Vor dem Hintergrund der derzeitigen finanziellen Lage ist nicht davon auszugehen, dass mit dem Ende der Betriebserlaubnis am 30. Juni 2024 ein Neubau realisiert werden kann. Die aktuelle Finanzlage ist derart angespannt, dass viele Einsparungen im Doppelhaushalt 2020/2021 zu erwarten sind. Zusätzliche Investitionen werden somit nicht zu stemmen sein.

Die Stadt ist sich deshalb bewusst, dass alle Anstrengungen darauf gerichtet sein müssen, durch bauunterhaltende Maßnahmen einen sicheren Spiel- und Eislaufbetrieb auch über dieses Datum hinaus zu erreichen und zugleich die Neubauoptionen weiterzuentwickeln. Die Sicherheit der Nutzerinnen und Nutzer hat dabei oberste Priorität, daher kann heute nicht garantiert werden, dass es über 2024 hinaus eine Verlängerung gibt.

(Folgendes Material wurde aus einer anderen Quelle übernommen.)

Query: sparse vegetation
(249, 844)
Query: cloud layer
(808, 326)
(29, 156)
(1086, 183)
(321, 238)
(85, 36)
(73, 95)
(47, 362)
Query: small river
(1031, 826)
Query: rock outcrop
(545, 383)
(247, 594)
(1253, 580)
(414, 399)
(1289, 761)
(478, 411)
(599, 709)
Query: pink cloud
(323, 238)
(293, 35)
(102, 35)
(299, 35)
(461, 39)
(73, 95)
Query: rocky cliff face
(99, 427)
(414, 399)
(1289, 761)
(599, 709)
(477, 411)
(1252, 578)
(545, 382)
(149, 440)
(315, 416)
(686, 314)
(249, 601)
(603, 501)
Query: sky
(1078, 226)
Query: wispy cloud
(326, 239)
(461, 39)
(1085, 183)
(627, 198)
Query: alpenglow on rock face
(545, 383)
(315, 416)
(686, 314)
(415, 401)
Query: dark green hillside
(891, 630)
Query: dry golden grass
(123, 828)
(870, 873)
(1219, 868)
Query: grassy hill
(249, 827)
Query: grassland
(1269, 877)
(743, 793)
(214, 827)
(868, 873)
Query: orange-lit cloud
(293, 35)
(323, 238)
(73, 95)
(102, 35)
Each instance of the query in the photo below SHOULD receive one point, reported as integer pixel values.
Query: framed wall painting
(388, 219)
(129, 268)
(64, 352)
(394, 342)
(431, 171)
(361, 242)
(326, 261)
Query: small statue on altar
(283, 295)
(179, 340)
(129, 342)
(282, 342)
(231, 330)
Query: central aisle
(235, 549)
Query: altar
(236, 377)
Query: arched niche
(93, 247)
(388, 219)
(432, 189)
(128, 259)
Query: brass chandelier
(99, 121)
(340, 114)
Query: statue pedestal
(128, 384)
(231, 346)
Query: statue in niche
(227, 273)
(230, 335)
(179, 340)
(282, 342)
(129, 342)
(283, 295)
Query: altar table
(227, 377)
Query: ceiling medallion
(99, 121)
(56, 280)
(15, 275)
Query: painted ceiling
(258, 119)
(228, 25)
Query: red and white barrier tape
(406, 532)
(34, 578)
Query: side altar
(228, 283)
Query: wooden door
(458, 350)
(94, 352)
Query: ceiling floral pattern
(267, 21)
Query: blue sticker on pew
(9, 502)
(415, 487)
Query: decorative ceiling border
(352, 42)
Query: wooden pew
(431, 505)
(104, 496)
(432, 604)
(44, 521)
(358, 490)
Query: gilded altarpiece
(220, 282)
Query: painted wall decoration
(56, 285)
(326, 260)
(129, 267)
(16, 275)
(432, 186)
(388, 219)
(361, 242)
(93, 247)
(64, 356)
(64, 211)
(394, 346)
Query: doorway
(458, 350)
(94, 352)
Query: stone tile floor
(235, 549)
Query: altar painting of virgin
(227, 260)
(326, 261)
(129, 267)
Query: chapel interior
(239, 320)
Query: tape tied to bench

Wichtigste Voraussetzung für einen künftigen Grundsatzbeschluss des Gemeinderats ist ein schlüssiges Gesamtkonzept für Organisation, Finanzierung, Realisierung und Betrieb einer neuen Halle. Hinzu kommen planungsrechtliche Fragen sowie ein Konzept zur Verlagerung von St Christoph. Auch und vor allem die Möglichkeit eines Betriebs durch die FWTM spricht für den Standort an der Messe. Ziel ist ein Gesamtkonzept, das beiden Akteuren genügt. Dabei soll der großen Bedeutung der ehrenamtlichen Arbeit im Verein ebenso Rechnung getragen werden, wie der allgemeinen wirtschaftlichen Tragfähigkeit des Vereins.

Der Gemeinderat wird über das weitere Vorgehen informiert, zudem soll es Beratungen im Sportausschuss, dem Haupt- und Finanzausschuss sowie dem Bauumlegungs- und Stadtentwicklungsausschuss geben. Für die genannten Maßnahmen wird ein Budget von 200.000 Euro im Doppelhaushalt 2021/2022 eingestellt.